Ama bu memlekete, 22 yıllık iktidarın ucunda, yoksulluğu ortaya koydukları gibi… Belediye Başkanımızın dertlerini dinliyorum. Bir kısmını ifade etti. Düşünsenize; seçimden 5-6 ay önce, seçimden önce belediyenin kasasına, cumhurbaşkanlığının kasasından 45’er milyon lira yolluyorlar. Ama bir şartla; 14 tane eksikle. Cumhuriyet Halk Partili belediyelere değil, AK Partili belediyelere. İstanbul'a. 45’er milyon lira. Pardon; 14 değil. Bir eksik daha var. Ortağına bile yollamıyor. Silivri'ye bile yollamadı. Ona da yollamadı. 15. 45’er milyon lira. Niye? Seçim parası. Niye? Ekrem'i yenecekler. Yahu Ekrem'i değil ki, milleti yenmeye çalışıyorsun. Ama millet yenilmez. Millet yenilmez.

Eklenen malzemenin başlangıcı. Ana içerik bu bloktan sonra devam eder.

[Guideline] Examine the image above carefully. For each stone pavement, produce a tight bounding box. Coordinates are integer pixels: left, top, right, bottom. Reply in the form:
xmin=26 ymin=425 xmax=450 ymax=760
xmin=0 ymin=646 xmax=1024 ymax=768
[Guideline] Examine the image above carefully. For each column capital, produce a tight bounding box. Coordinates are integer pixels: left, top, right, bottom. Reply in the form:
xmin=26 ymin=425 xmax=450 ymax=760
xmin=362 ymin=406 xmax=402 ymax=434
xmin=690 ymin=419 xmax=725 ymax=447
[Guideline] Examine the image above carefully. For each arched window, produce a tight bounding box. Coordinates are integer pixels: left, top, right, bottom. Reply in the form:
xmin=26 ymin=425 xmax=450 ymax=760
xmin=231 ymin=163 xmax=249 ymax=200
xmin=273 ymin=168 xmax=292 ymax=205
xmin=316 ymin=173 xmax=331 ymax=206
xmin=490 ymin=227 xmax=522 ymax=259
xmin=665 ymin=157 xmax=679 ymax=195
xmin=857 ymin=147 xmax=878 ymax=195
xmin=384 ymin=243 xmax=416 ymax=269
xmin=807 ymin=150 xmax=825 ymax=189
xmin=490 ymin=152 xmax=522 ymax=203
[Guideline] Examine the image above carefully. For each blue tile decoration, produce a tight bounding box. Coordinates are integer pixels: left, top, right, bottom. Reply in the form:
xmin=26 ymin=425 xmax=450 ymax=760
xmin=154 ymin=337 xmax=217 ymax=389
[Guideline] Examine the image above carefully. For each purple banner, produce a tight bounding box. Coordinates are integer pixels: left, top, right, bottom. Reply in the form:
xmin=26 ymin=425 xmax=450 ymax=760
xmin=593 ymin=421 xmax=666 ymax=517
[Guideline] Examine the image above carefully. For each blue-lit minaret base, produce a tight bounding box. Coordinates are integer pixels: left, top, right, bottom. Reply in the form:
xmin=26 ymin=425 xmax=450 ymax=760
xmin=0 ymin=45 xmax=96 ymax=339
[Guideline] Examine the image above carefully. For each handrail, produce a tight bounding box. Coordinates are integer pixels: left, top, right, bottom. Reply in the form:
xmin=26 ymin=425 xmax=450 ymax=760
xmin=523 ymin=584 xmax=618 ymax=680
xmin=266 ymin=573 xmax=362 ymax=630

Millet; hakkını, hukukunu, kime yakışıyorsa teslim eder. İşte Çatalca'da Erhan Başkanımıza teslim ettiği gibi, millet İstanbul'da da bize bu hakkı teslim etti.
HACİZ TEPKİSİ: ‘SEN MİLLETİ CEZALANDIRIYORSUN”
Ama ben neye üzülüyorum biliyor musunuz? 5 ay önce, 45 milyonu Çatalca'nın hesabına yatıran Cumhurbaşkanlığı’nın kasasından, -sizin paranız sizin- yatırırken demiyor ki ona, ‘Git sigorta paranı öde kardeşim’. Diyor ki, ‘Seçim çalışmalarında harca. Ne yap, et Çatalca'yı kazan. İstanbul'da da Büyükşehir Belediye Başkanı’nı yen. Olmuyor. Aradan geçiyor 4 ay. Sanki 4 ayda sigorta borcunu yapmış gibi, kapısına icra yolluyor. Bu nedir ya? Bu nedir? Çatalca kimin? Milletin. Belediye kimin? Milletin. Yahu bu zulüm yapılır mı? Bunun adı politika mı? Bunun adı siyaset mi? Yani şu vicdanı en yüksek, adaleti en iyi bilen… Vicdan ve adalet, bu milletin ruhunda vardır, ruhunda, hücrelerinde var. Bundan hiç taviz vermez. Hakkını haklıya teslim eder, 2019’da ettiği gibi. Yine etti. Yine edecek. Onun için sen, bu şekilde sanma Erhan Bey'i ya da diğer belediye başkanlarını cezalandırıyorsun. Sen, milletini cezalandırmak için hareket ediyorsun. Ama millet, malın sahibi; sen değilsin ki. Millet malın sahibi. Mülkün sahibi millet. O millet, günü geldiğinde sana gereken cevabı nerede… Hak sahibi olduğunu göstereceği sandıkta, o demokrasi tokadını sana gösterecek. Bu kadar net.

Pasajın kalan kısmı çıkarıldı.